We anticipate publishing a selection of papers from the conference in an edited anthology.

For further information, visit our web page

This conference is associated with the ‘The Sculpture of the Échorché’ conference at the Henry Moore Institute in Leeds on 7 June 2014.

Monday, 3 March 2014

Operation Spanner: Sadomasochism, Law and Culture

By Dr. Matt Lodder

In 1987, a group of homosexual men were arrested and charged with 'unlawful and malicious wounding' and 'assault occasioning actual bodily harm' for having participated in an entirely consensual group orgy involving sadomasochistic sex acts. The judge in the initial case, now known as R vs Brown, ruled that consent was no defence to the charges levelled, and all the men charged were convicted.

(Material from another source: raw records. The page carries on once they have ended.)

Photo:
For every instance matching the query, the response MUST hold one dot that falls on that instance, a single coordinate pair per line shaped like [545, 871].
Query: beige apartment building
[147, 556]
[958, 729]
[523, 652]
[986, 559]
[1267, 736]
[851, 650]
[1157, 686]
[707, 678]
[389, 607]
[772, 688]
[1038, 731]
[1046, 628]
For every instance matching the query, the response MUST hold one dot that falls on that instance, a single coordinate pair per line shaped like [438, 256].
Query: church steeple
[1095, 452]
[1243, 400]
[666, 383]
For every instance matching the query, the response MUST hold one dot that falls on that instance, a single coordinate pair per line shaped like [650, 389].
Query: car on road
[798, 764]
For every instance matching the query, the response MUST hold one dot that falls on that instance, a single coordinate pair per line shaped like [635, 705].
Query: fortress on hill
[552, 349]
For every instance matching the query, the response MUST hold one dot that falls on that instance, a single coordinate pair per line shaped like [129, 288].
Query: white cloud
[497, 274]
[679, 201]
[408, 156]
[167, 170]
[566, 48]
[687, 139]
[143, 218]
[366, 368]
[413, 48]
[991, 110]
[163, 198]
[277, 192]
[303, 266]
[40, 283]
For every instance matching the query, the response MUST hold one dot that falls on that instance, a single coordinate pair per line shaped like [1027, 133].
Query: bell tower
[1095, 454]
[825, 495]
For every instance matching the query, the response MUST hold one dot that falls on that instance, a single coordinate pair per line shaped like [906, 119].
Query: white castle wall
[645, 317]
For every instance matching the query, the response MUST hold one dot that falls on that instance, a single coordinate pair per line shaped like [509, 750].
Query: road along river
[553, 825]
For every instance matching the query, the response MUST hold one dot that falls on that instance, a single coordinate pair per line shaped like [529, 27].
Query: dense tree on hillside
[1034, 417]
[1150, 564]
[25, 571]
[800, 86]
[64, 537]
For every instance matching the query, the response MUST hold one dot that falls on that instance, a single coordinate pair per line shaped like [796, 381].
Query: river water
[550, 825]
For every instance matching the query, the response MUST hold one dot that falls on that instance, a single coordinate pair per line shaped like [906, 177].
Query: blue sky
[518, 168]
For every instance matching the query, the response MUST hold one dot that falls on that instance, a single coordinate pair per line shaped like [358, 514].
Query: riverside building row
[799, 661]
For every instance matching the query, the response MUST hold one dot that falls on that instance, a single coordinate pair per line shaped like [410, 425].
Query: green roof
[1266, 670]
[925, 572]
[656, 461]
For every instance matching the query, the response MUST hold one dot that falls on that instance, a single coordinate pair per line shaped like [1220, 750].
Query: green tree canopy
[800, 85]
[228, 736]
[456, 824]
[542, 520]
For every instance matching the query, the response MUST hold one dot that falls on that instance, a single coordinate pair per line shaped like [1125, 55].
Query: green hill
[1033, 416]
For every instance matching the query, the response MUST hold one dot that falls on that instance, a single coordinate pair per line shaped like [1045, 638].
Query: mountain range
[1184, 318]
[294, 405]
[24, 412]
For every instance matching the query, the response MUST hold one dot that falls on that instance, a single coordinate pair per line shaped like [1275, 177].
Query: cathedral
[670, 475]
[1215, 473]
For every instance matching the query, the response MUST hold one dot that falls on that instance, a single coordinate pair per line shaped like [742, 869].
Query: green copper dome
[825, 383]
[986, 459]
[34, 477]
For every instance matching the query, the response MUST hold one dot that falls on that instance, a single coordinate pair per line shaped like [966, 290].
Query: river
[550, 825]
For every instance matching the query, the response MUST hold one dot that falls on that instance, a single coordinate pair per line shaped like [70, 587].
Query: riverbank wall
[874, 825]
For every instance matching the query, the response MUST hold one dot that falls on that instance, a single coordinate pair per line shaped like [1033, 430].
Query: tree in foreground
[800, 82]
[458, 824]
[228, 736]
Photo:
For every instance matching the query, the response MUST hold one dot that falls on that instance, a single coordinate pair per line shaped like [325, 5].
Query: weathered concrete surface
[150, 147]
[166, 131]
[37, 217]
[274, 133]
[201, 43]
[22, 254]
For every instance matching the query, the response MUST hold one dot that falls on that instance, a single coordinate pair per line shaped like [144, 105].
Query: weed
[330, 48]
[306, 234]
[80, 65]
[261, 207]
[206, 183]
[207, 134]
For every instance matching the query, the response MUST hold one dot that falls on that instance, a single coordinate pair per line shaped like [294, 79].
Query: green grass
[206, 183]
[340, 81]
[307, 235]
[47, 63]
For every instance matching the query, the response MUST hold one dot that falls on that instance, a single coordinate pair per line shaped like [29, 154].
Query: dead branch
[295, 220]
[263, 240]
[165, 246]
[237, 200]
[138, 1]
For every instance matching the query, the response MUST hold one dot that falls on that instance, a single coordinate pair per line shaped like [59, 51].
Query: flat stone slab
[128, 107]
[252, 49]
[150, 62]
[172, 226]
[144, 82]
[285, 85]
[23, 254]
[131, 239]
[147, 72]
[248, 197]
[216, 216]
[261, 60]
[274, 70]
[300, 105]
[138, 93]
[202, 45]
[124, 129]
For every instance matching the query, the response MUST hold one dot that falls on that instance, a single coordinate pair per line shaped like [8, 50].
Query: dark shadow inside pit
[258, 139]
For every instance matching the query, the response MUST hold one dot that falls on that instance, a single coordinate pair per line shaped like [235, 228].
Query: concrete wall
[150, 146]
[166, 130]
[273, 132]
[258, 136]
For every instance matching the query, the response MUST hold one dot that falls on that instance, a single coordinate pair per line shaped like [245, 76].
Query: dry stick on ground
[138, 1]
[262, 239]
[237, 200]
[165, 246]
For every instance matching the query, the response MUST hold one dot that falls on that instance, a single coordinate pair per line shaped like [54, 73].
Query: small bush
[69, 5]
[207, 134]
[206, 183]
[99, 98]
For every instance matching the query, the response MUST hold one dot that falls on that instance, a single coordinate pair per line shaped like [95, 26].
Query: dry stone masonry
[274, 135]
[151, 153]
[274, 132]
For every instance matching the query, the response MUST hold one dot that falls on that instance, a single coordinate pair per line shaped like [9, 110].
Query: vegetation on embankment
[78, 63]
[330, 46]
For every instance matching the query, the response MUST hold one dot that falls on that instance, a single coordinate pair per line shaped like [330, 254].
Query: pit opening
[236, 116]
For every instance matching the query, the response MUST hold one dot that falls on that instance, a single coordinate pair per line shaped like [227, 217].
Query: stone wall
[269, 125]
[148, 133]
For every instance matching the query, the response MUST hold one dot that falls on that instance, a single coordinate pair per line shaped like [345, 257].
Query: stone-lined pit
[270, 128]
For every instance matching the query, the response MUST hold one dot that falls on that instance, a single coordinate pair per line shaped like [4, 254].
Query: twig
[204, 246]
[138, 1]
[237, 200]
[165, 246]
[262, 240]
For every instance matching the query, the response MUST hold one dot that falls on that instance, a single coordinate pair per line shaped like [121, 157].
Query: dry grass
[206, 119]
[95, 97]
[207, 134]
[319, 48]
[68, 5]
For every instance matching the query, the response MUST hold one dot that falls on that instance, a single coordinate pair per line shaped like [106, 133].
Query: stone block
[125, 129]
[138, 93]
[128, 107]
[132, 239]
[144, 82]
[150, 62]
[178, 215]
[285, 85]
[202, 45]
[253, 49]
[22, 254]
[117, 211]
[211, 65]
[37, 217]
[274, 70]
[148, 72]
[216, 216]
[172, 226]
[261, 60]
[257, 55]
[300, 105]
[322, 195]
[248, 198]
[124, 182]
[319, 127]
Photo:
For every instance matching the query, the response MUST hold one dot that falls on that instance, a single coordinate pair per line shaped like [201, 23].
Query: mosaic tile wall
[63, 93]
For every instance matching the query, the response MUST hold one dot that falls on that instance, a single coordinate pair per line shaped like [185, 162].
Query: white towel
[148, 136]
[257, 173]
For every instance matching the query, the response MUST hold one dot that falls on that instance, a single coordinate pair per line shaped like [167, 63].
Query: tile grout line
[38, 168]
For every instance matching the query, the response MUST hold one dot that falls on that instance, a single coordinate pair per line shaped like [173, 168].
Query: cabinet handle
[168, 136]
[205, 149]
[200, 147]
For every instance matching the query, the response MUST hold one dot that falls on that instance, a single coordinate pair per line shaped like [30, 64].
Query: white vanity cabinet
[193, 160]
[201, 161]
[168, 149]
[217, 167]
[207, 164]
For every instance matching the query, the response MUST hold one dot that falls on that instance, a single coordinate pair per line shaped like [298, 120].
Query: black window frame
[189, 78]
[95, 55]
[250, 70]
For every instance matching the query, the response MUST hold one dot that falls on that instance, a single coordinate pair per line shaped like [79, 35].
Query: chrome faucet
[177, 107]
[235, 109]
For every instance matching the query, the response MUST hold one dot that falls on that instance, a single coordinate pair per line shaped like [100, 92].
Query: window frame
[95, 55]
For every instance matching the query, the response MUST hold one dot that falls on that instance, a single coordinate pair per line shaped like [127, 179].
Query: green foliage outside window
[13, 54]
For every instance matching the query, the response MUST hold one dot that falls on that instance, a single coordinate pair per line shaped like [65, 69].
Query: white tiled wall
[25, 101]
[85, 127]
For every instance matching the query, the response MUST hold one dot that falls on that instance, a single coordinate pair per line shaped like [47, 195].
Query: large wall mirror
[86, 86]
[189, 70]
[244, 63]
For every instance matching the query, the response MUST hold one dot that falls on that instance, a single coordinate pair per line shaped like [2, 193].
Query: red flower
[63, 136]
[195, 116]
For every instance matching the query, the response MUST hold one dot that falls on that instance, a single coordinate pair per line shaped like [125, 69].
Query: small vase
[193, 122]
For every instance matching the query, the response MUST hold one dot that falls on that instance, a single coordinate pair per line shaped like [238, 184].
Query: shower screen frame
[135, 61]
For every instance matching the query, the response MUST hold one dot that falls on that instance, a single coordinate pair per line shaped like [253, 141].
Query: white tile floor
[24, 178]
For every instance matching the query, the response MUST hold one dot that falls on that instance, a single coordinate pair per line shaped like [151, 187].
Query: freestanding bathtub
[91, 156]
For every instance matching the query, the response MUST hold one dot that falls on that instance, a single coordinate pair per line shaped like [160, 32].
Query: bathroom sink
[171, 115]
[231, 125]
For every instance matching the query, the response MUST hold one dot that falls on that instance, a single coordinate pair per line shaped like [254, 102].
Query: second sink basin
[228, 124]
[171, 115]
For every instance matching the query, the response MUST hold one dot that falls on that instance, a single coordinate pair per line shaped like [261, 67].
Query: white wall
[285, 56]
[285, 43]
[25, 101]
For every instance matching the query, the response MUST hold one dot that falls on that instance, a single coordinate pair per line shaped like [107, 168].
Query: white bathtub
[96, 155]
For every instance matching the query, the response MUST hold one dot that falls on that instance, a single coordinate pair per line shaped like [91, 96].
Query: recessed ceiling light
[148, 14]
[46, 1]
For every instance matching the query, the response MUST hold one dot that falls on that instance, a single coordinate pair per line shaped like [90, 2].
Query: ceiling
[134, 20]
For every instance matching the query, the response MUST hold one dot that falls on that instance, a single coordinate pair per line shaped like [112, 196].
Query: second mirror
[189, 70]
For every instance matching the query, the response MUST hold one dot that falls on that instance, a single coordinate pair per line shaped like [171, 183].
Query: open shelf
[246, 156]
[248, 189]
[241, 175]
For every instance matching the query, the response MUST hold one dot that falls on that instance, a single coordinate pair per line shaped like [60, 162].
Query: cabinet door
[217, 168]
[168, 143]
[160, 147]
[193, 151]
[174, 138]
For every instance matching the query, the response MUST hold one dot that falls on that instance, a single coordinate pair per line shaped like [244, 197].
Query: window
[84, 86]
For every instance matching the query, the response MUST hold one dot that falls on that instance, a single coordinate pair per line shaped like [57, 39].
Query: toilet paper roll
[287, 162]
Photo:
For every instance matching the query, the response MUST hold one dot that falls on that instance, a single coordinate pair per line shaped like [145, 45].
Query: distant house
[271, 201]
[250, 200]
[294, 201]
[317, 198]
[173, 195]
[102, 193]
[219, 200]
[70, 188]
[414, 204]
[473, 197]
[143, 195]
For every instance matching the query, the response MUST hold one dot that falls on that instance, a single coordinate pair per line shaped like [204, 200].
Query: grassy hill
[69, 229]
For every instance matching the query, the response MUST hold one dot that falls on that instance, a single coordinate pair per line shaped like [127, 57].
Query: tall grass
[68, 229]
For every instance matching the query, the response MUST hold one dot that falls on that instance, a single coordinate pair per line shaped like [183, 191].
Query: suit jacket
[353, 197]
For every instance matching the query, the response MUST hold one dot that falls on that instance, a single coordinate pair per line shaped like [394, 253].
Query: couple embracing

The case was appealed by three of the men, Colin Laskey, Roland Jaggard and Anthony Brown to both the House of Lords and the European Court of Human Rights, but at every stage, the convictions were upheld, despite persistent criticism by legal scholars and human rights activists. The case, whose ruling still technically remains in force despite the obvious lack of interest contemporary police show in enforcing it, had profound impacts on several spheres of cultural life in Britain both within and beyond the initial impacted communities.

This talk, almost thirty years on from the initial arrests and twenty years on from the ECHR ruling, presents and discusses some of these impacts, particularly in the cultural sphere.

"Dominic Johnson's work on Ron Athey and Franko B, 'Intimacy and Live Art', from which Dr Lodder quotes at length, can be found in Histories and Practices of Live Art, ed. by Deirdre Heddon and Jennie Klein (Basingstoke and New York: Palgrave Macmillan, 2012). 

For more on the case, see The Spanner Trust website at Apologies to both Roland Jaggard and Tony Brown for the inadvertent transposition of their names at the beginning of the lecture.